Prolonged Circulation of Recombinant Human Granulocyte–Colony Stimulating Factor by Covalent Linkage to Albumin Through a Heterobifunctional Polyethylene Glycol

Abstract

Purpose. Recombinant human granulocyte-colony stimulating factor (rhG-CSF) was covalently conjugated to both rat and human serum albumin (RSA and HSA respectively) to increases the circulating half life (t_1/2) of rhG-CSF.

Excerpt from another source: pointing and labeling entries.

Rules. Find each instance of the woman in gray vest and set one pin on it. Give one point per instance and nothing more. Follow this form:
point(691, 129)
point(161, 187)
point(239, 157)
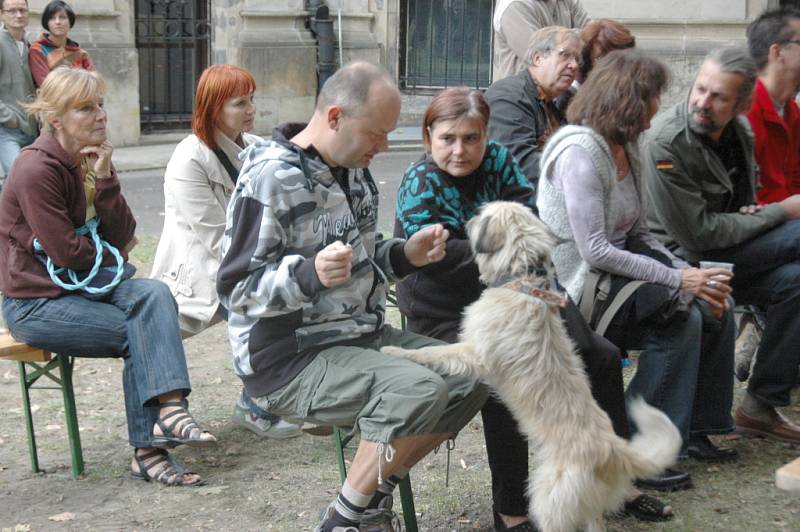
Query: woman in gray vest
point(591, 196)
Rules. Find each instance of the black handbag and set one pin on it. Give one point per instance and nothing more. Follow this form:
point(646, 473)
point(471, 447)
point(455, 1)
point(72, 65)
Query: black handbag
point(619, 302)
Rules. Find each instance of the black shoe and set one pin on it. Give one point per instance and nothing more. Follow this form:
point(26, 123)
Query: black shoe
point(669, 480)
point(701, 448)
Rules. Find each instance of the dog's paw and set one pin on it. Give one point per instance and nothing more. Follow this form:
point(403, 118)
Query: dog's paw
point(395, 351)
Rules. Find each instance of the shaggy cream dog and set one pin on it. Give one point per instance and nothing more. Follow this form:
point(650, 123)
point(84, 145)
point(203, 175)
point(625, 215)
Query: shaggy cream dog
point(514, 340)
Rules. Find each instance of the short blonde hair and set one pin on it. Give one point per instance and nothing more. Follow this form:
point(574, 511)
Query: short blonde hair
point(544, 40)
point(63, 89)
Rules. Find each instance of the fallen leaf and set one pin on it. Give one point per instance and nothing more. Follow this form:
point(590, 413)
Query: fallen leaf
point(64, 516)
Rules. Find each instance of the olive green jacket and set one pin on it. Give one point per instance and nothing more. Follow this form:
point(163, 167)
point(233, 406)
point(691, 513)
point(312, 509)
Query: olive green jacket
point(690, 194)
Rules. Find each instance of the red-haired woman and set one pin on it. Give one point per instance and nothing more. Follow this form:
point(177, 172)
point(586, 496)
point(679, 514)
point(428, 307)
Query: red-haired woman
point(600, 37)
point(198, 183)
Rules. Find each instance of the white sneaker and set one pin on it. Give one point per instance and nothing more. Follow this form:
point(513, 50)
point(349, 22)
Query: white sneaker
point(280, 430)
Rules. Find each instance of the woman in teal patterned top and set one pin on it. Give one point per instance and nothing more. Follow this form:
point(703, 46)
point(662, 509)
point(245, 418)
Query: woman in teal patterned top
point(461, 171)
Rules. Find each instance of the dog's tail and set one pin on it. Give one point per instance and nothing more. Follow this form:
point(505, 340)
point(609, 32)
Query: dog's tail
point(657, 443)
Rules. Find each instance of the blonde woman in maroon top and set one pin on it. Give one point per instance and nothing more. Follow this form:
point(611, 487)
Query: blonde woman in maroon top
point(60, 188)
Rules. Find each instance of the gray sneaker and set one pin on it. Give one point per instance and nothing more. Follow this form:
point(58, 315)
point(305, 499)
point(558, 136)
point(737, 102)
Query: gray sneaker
point(382, 518)
point(746, 346)
point(281, 430)
point(326, 514)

Methods. Conjugates of RSA (MW 67,000) and HSA (MW 66,000) were prepared by linking the two proteins through a heterobifunctional maleimido-carboxyl polyethylene glycol (PEG) and were tested in the rat. The conjugates were injected intravenously (IV) at the equivalent dose of 50 µg/kg of rhG-CSF, and white blood cell (WBC) counts and plasma concentrations of drug were determined. A comparison of pharmacokinetic parameters was made between rhG-CSF, the conjugates RSA-PEG-rhG-CSF and HSA-PEG-rhG-CSF, and a non-covalent mixture of rhG-CSF and HSA.

Results. The albumin-rhG-CSF conjugates are eliminated more slowly from the circulation. The clearance values are reduced from 0.839 ± 0.121 ml/mm/kg for rhG-CSF to 0.172 ± 0.013 ml/min/kgfor RSA-PEG-rhG-CSF and 0.141 ± 0.005 ml/mm/kg for HSA-PEG-rhG-CSF. WBC counts increased in both absolute number and duration as compared to rhG-CSF alone. The albumin rhG-CSF conjugates had enhanced serum stability relative to free rhG-CSF. The rate of degradation of the albumin conjugates incubated in rat serum at 37°C decreased five fold.

Conclusions. The results from the study show that specific conjugation of rhG-CSF to albumin decreases plasma clearance in vivo, causes increased WBC response, and increases serum stability as compared to free rhG-CSF.